Esta estrategia fiscal implica que, de hecho, el impuesto inflacionario deberá subir: si el gasto sigue aumentando de la forma que se observa y los impuestos tradicionales no pueden seguirle el ritmo la única vía que queda es recaudar más impuesto inflacionario. Obviamente, esto implica que el Banco Central deberá seguir emitiendo dinero ya que ése es el instrumento para recaudar el impuesto inflacionario. También implica que la inflación no puede bajar mucho debido a razones fiscales. En este sentido, Capitanich hizo su aporte a las contradicciones: si los empresarios dejaran de subir los precios como él les aconsejó, le harían un flaco favor ... al gobierno que se vería privado de uno de sus impuestos más necesarios.
Probablemente, el gobierno adoptó la estrategia de no ajustar el gasto porque considera que hacer recaer todo el peso del ajuste en el gasto privado lo perjudicaría menos políticamente. Pero a medida que se vayan sintiendo los efectos de la recesión y la inflación sobre los ingresos reales, el empleo y el ánimo de los ciudadanos, probablemente esa estrategia se irá percibiendo como menos rentable políticamente.
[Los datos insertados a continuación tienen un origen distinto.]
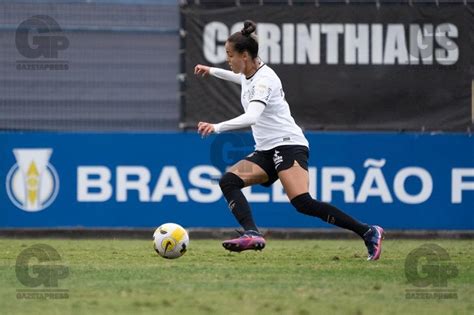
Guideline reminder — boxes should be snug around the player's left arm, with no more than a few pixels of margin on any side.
[198,101,265,137]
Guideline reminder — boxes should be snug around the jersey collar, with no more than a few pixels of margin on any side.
[245,62,265,80]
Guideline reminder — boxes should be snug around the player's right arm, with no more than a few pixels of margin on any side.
[194,64,241,84]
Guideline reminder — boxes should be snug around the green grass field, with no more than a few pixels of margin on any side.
[0,239,474,315]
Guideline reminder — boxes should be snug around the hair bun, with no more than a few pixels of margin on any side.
[241,20,257,36]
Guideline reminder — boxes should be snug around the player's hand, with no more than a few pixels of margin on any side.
[194,65,211,77]
[198,121,215,138]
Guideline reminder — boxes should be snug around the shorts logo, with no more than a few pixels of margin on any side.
[6,149,59,212]
[273,150,283,169]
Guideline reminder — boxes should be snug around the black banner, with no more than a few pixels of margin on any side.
[181,5,474,131]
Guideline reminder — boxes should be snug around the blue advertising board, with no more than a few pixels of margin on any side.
[0,132,474,229]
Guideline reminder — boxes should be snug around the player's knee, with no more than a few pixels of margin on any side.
[291,193,318,216]
[219,172,245,195]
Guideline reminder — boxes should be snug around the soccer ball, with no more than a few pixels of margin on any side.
[153,223,189,259]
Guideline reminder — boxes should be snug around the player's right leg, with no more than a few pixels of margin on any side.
[219,160,268,252]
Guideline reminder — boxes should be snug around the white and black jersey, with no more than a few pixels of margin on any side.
[210,63,308,150]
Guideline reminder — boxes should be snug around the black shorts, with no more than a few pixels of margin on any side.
[245,145,309,187]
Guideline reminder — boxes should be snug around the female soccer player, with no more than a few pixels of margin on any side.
[194,21,383,260]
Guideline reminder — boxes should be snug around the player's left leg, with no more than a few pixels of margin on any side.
[278,160,383,260]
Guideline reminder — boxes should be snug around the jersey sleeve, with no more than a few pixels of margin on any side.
[250,78,272,105]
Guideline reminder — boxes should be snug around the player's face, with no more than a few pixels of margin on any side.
[225,42,246,73]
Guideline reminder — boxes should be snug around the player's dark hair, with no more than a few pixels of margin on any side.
[227,20,258,59]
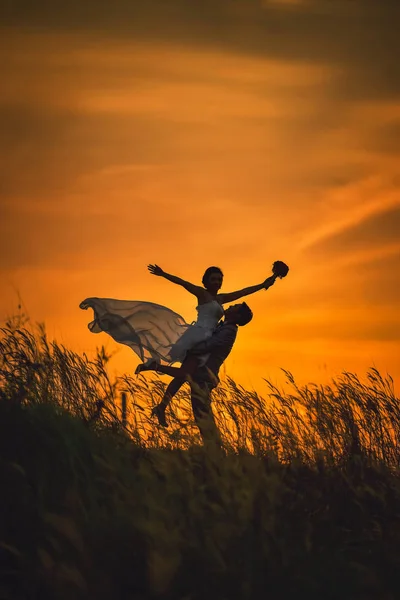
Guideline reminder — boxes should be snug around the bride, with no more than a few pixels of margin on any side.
[80,261,289,427]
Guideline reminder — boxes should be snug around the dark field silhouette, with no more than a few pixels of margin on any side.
[0,321,400,600]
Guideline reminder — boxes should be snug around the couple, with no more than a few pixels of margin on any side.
[80,261,289,438]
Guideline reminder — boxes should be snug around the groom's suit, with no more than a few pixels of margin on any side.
[190,321,238,445]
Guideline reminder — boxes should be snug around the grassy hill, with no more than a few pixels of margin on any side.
[0,322,400,600]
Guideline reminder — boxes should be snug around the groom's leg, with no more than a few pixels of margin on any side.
[155,365,188,380]
[191,383,222,449]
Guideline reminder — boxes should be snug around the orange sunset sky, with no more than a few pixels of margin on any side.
[0,0,400,389]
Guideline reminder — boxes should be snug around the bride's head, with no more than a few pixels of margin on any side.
[201,267,224,294]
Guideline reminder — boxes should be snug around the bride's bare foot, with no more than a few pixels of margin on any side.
[151,404,168,427]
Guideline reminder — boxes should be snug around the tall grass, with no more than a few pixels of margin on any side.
[0,320,400,600]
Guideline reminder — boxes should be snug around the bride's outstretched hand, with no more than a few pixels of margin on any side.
[147,265,164,276]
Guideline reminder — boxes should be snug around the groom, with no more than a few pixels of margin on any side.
[143,302,253,446]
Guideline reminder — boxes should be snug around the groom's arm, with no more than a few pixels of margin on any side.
[190,325,237,354]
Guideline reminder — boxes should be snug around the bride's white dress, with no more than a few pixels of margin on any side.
[79,298,224,364]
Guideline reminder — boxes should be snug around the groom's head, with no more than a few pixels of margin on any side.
[225,302,253,326]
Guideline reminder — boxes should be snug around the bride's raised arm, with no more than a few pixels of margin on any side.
[147,265,205,300]
[217,260,289,304]
[217,275,277,304]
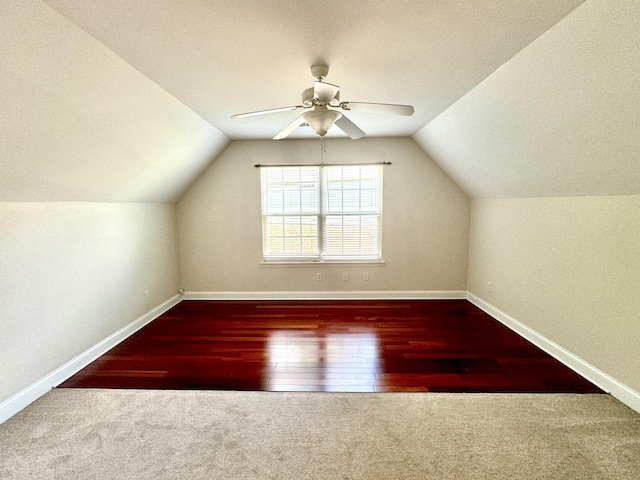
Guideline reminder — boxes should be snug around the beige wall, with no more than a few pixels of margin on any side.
[468,195,640,392]
[178,138,469,292]
[0,203,179,404]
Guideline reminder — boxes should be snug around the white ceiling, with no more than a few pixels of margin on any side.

En suma, el escenario actual es frágil por tres razones básicas. Primero, implica demandarle al Banco Central, al mismo tiempo, que emita para financiar al gobierno y que restrinja la oferta monetaria para prolongar la tregua cambiaria y apaciguar la inflación. Segundo, supone mantener el gasto público alto y emitir de manera inflacionaria y, al mismo tiempo, imponer a las firmas que cuiden los precios para anclar la inflación y suavizar la caída del gasto. Tercero, implica pretender corregir precios relativos aumentando los precios nominales sin fijar simultáneamente un ancla nominal para la inflación.
En este marco de incertidumbre, la hipótesis más razonable que puede hoy hacerse es que las autoridades tratarán de llegar a 2015 con pragmatismo y remando contra la corriente pero tratando de minimizar la incidencia del ajuste sobre la base política que se considera propia. Esta estrategia, por ser pragmática, supone ir hasta donde se pueda con el ajuste, resistir presiones y conceder o ajustar más cuando no quede más remedio. En esta línea, el cuadro que puede conjeturarse es que: (a) se utilizara el dólar como ancla nominal de los precios hasta donde se pueda y, si hubiese una nueva corrida contra el peso, se devaluará más rápido con apriete monetario; (b) se resistirá todo lo que sea posible la reducción del gasto público y, si la posición del Banco Central se hace insostenible por exceso de emisión monetaria, se reducirán más rápido los subsidios aún a costa de más recesión con inflación; (c) probablemente la restricción externa será menos acuciante que la restricción fiscal porque la reducción en el nivel de actividad y en los gastos de turismo van a ayudar; (d) se presionará todo lo que sea posible sobre el salario real a los efectos de evitar que aumente el desempleo; si la presión de los sindicatos aliados es muy alta, se operará por la vía del impuesto a los salarios corrigiendo el mínimo no imponible
Un problema de los dilemas del ajuste es que las alternativas que suelen plantear son todas deprimentes, al menos a corto plazo. Por esto la tentación de no decidir y disfrutar de la región de confort mientras dure quizá sea hoy difícil de resistir para un equipo económico que viene soportando tanto estrés. Es lógico. Pero la región de confort se acaba mucho antes de 2015 y habrá que volver a la batalla.